Annecy expulse une famille Rrom, avec des enfants, par contrainte technique !

Qui a donné l’ordre à la police municipale d’Annecy d’expulser, il y a deux jours, une famille Rrom ? Mystère… !
Interrogé à ce sujet entre deux portes du conseil général, Jean-Luc Rigaut, maire d’Annecy, déclare : « Je viens d’arriver. Je ne suis pas au courant ! »

Rappelons que ces bâtiments occupés par cette famille sont destinés à être démolis pour construire des logements sociaux. (voir reportage sur librinfo : http://www.librinfo74.fr/2011/04/la-chasse-aux-rroms-continue-sur-annecy/)

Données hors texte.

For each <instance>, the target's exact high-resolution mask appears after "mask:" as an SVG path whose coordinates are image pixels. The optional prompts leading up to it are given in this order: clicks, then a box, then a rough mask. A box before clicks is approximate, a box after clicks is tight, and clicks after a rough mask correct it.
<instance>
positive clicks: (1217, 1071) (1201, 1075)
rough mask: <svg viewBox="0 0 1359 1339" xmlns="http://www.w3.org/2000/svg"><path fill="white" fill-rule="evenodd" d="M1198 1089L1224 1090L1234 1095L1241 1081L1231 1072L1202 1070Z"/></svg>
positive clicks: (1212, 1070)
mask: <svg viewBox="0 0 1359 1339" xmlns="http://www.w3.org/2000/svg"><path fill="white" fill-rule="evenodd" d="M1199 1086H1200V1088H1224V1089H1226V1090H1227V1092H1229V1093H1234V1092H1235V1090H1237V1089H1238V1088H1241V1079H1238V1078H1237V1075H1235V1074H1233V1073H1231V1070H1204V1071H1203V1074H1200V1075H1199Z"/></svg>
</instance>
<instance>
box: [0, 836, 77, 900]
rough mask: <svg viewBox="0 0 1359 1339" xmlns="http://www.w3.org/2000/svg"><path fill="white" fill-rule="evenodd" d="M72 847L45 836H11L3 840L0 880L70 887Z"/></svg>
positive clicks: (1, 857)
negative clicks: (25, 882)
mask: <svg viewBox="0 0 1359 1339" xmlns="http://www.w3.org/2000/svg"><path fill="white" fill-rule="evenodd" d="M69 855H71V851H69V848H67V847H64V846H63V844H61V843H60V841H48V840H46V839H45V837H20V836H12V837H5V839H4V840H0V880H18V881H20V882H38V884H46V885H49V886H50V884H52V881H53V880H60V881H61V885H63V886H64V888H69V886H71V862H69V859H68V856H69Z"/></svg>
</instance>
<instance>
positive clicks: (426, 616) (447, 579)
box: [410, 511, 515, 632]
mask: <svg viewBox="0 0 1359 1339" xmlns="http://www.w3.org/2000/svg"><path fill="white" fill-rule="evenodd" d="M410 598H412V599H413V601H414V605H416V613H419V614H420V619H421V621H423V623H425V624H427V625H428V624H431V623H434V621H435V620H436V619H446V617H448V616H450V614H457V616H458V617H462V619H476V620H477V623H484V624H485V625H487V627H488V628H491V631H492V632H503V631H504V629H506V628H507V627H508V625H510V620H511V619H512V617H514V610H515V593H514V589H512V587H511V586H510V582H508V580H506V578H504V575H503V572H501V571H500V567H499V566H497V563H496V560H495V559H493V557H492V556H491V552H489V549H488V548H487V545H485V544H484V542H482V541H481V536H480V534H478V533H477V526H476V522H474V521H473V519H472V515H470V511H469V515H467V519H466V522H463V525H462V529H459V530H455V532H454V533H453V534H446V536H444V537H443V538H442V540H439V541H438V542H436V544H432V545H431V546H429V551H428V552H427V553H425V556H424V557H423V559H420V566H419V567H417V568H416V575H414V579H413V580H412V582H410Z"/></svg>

Pierre-Yves Antras, Directeur de l’office HLM « Haute-Savoie Habitat » responsable de l’opération immobilière, découvre la situation. Antoine Bouchet, directeur des opérations neuves, lui aussi, n’est pas au courant. » Nous sommes chargés de réaliser 30 logements sociaux et très sociaux. Le terrain est toujours propriété de la ville d’Annecy. Elle se charge de la démolition des bâtiments existants donnant sur l’avenue de Cran après avoir obtenu le contrôle amiante obligatoire. »
Pour comprendre ce qui s’est passé, nous avons essayé de joindre Mme Ménager, Maire-adjoint d’Annecy chargé de la sécurité : elle est en vacances.
C’est Anne-Marie Aubry, directrice de cabinet du maire, qui a expliqué les circonstances de l’expulsion : « Comme l’entreprise de désamiantage devait intervenir jeudi à 10H00, la police municipale a procédé à l’expulsion de la famille pour permettre l’intervention de l’entreprise. Cela s’est fait très calmement, sans violence. Dès que les personnes ont été informées du but de l’intervention, elles ont récupéré leurs affaires avant que l’entreprise n’intervienne pour rendre les lieux impropres « .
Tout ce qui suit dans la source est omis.